2799.     REID, J. B.  Recovery of Byproducts in High-Temperature Coking.  British Coal Utilisation Research Assoc., Monthly Bull., vol. 9, No. 8, 1945, pp. 225-234.

        Review with 46 refs.  Reformation of coke-oven gas is directed principally to producing mixtures for hydrocarbon synthesis.  The various reactions by which CH4 can be converted are:

        (1)  CH4=C+2H2-18 kcal.

        (2)  CH4+H2O (vapor) = CO+3H2-49.5 kcal.

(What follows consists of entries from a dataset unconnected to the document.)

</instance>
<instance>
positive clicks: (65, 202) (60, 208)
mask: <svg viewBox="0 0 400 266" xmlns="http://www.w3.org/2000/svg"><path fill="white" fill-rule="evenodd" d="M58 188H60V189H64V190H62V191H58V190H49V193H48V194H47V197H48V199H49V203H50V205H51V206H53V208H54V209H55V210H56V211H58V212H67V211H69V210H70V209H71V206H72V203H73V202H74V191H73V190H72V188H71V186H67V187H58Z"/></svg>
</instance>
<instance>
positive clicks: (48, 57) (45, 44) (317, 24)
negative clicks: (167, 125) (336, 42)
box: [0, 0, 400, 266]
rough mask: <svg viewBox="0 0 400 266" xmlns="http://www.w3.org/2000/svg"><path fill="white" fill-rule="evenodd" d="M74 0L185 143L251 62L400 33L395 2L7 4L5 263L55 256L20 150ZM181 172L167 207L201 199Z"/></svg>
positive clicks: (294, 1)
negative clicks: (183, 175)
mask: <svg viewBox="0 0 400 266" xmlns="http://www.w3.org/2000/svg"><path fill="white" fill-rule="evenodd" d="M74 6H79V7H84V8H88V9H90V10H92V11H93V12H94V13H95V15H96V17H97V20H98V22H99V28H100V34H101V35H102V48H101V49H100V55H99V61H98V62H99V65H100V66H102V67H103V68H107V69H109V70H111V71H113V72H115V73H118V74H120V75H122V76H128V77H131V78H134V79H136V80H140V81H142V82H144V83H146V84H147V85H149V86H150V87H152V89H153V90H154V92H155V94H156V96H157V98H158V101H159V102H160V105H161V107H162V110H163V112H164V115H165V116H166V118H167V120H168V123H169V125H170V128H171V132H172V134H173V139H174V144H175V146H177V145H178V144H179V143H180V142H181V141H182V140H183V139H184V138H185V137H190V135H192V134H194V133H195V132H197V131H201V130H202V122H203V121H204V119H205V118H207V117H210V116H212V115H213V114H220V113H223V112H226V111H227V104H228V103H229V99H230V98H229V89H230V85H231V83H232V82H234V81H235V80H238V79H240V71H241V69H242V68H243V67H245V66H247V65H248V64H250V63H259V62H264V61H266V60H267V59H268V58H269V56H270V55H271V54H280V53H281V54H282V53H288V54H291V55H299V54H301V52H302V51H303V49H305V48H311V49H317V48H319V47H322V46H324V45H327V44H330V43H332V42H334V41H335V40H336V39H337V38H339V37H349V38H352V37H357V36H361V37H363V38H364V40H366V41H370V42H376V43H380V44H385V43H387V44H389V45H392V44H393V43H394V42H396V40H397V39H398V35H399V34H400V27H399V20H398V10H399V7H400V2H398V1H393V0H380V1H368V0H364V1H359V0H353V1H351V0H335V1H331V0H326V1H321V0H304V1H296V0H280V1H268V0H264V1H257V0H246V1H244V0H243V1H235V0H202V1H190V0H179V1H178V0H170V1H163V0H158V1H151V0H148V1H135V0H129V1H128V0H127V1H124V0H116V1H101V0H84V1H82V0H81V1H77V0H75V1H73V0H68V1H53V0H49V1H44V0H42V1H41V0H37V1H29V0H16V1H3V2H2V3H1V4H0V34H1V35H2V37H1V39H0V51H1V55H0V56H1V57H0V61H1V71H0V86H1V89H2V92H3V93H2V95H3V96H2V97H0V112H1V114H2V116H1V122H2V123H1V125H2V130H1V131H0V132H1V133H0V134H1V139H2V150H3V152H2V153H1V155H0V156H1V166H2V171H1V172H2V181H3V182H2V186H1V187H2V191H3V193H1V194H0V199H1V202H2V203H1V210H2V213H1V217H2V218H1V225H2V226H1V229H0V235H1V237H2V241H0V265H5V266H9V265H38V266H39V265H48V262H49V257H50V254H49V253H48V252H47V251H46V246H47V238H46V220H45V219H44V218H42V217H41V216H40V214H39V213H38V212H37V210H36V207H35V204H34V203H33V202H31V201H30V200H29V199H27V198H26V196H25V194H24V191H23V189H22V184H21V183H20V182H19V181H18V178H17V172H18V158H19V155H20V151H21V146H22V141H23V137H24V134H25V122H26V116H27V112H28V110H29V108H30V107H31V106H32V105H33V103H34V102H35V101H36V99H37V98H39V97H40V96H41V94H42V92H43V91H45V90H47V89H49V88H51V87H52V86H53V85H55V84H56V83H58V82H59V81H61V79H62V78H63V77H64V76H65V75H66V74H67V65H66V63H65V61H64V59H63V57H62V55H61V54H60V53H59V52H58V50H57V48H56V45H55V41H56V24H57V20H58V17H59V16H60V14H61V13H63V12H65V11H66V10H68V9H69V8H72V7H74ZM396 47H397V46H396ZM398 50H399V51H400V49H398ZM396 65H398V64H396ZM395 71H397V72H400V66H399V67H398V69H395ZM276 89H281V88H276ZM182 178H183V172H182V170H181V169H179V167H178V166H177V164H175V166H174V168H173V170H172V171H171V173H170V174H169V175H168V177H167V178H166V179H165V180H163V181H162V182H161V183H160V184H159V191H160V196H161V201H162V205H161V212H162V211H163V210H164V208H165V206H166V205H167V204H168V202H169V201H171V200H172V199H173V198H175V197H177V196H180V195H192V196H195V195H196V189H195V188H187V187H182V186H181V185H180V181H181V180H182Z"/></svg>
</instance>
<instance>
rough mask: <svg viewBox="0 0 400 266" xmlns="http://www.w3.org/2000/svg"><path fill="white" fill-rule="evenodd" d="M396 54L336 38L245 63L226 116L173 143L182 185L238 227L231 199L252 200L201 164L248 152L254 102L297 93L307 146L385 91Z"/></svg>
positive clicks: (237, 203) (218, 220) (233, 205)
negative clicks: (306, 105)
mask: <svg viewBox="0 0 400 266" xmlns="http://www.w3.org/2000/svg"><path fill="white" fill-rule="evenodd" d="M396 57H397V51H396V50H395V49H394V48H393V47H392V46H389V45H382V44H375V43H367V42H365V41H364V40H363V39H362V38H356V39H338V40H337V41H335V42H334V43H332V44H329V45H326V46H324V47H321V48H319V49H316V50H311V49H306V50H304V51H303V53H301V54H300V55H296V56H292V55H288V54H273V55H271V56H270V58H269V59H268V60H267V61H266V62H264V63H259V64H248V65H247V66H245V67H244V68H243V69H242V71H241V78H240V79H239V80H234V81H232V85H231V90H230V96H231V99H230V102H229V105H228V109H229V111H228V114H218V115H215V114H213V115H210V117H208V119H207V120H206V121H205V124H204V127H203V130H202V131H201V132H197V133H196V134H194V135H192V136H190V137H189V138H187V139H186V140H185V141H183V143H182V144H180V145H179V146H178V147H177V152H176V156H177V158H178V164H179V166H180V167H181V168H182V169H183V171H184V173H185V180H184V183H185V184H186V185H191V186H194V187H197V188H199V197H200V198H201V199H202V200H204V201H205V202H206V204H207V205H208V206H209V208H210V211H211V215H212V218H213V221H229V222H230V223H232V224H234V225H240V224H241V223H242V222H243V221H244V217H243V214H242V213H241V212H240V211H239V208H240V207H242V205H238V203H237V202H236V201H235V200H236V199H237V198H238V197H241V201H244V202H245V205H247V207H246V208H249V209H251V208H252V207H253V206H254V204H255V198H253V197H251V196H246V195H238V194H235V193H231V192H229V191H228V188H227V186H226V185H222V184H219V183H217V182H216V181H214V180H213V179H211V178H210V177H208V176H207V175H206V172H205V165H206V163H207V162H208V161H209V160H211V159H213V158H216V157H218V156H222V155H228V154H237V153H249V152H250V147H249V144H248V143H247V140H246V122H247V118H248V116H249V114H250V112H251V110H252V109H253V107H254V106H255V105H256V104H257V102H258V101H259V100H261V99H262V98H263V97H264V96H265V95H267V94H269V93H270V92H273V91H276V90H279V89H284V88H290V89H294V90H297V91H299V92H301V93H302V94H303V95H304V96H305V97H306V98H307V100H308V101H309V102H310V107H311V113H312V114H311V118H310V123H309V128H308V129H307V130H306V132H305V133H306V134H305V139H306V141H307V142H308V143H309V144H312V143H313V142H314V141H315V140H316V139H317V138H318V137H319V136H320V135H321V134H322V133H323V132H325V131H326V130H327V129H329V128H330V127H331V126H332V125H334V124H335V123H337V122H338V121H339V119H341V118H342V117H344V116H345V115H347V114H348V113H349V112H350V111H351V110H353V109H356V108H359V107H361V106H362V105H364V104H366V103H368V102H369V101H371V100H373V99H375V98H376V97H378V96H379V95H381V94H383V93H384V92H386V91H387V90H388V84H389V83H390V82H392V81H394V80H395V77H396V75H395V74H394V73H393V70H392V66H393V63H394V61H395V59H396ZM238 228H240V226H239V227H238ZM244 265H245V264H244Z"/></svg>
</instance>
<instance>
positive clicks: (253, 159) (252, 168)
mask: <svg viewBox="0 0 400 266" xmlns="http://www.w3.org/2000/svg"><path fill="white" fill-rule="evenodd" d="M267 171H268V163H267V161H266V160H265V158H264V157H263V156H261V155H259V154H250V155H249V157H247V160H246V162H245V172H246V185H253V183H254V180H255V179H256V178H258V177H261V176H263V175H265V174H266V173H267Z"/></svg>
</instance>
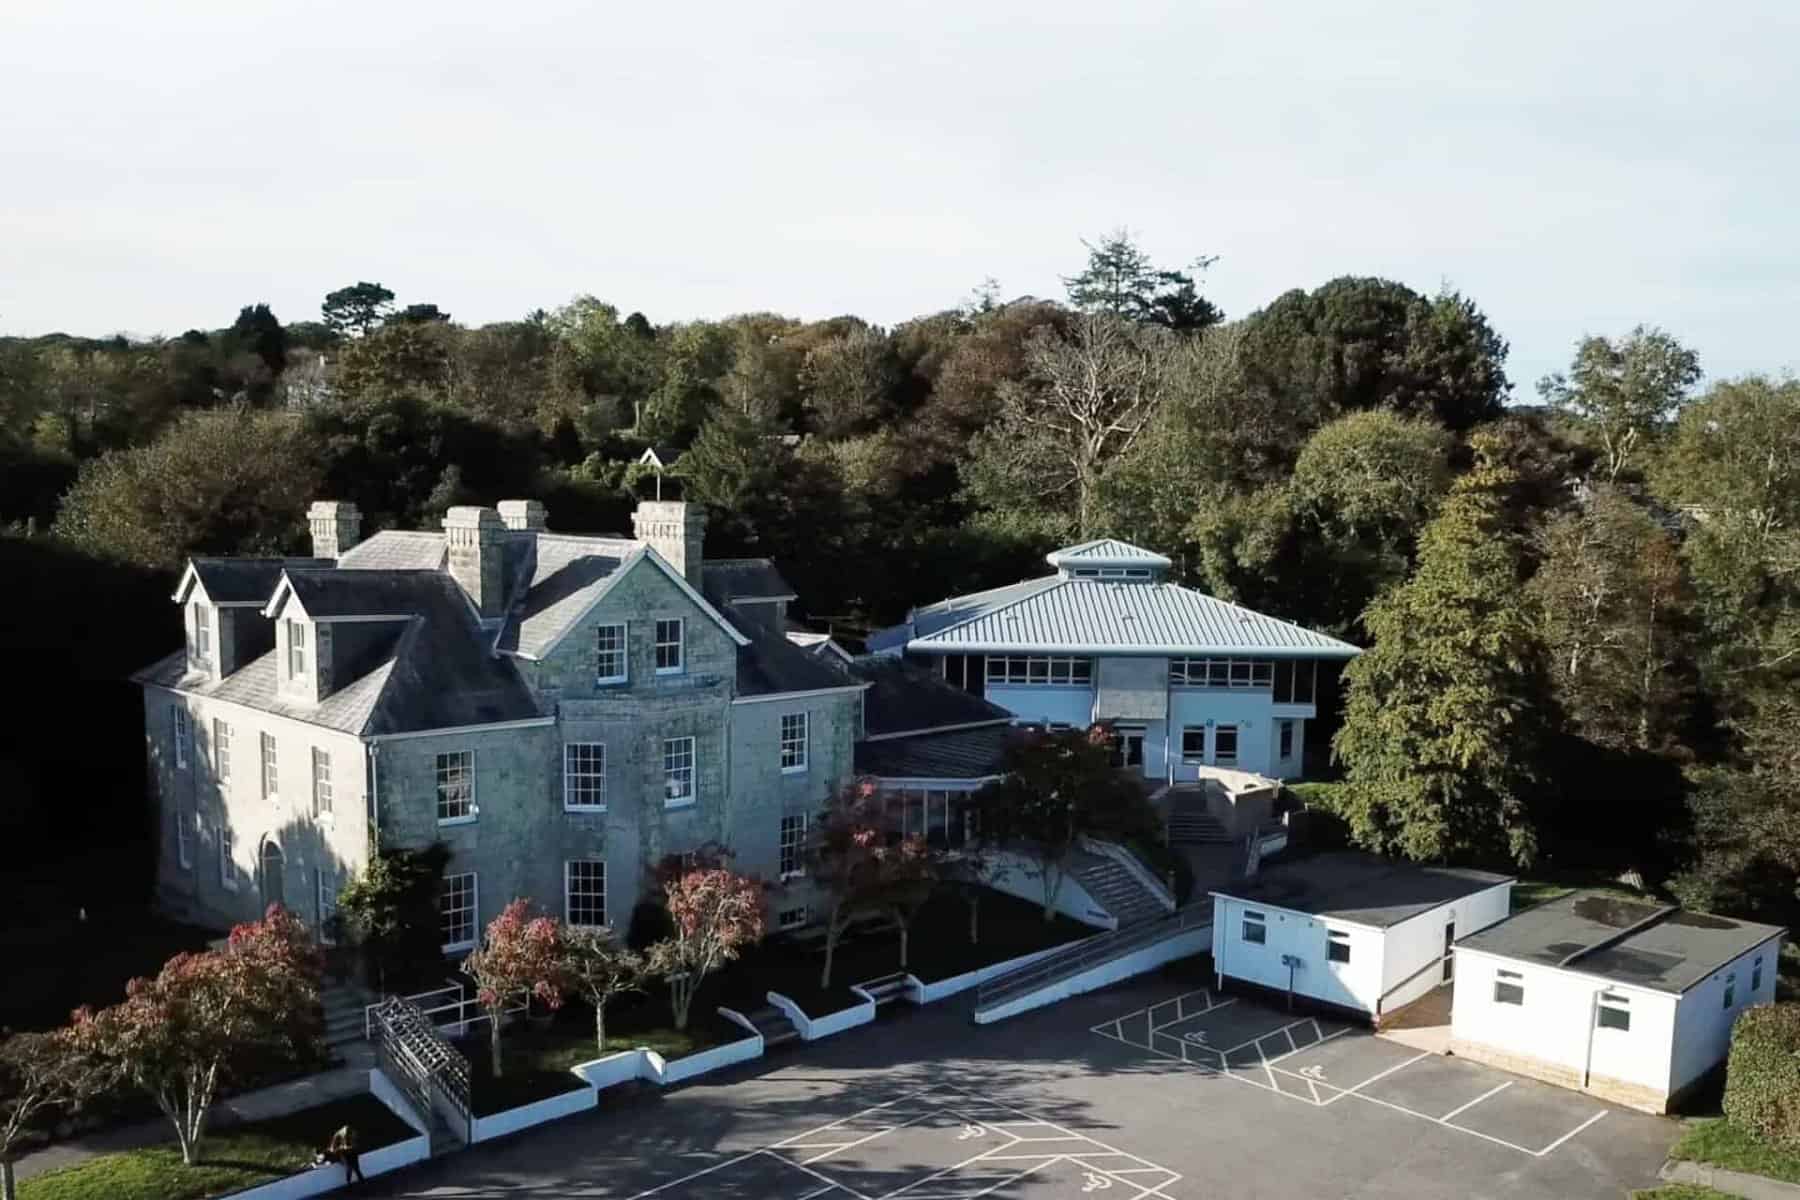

        (3)  CH4+CO2=2CO+2H2-59.5 kcal.

        (4)  CH4+½O2=CO+2H2+8.5 kcal.

        All the reactions require temperatures of about 1,200° C; at a lower temperature reaction (2) merges into the exothermic reaction:  CH4+2H2O=CO2+4H2.  5 reformation processes, based on the above reactions and directed principally to producing gas mixtures of composition CO:H2=1:2, have been developed:  The Fischer process in which the CH4-containing gas is passed with steam through coke in a water-gas generator, producing mixtures of H2 and CO in the ratio of 2:1 when suitable adjustment is made of the gas; steam ratio and the lengths of gas and blow periods; the Linde process makes use of reaction (4) by which it is claimed that 90-95% of the CH4 is converted giving a final gas mixture very near to 2H2+CO; the Kuhlmann process operates reaction (2) at hot inert surfaces, the gas and steam being the sole reactants, the resulting gas mixture being mainly H2 and CO in the ratio of 4:1, the Koppers process, which is similar to Kuhlmann, in that it makes use of thermal reformation at hot surfaces with an efficiency of 90-95% as against 75% for the Kuhlmann process; the I. G. Farbenindustrie process is catalytic and is conducted at about 800° C. on a Ni catalyst, it depends on reactions (2) and (3) so that both CO2 and steam are added to the gas mixture, and the product is H2 and CO in a ratio of almost exactly 2:1.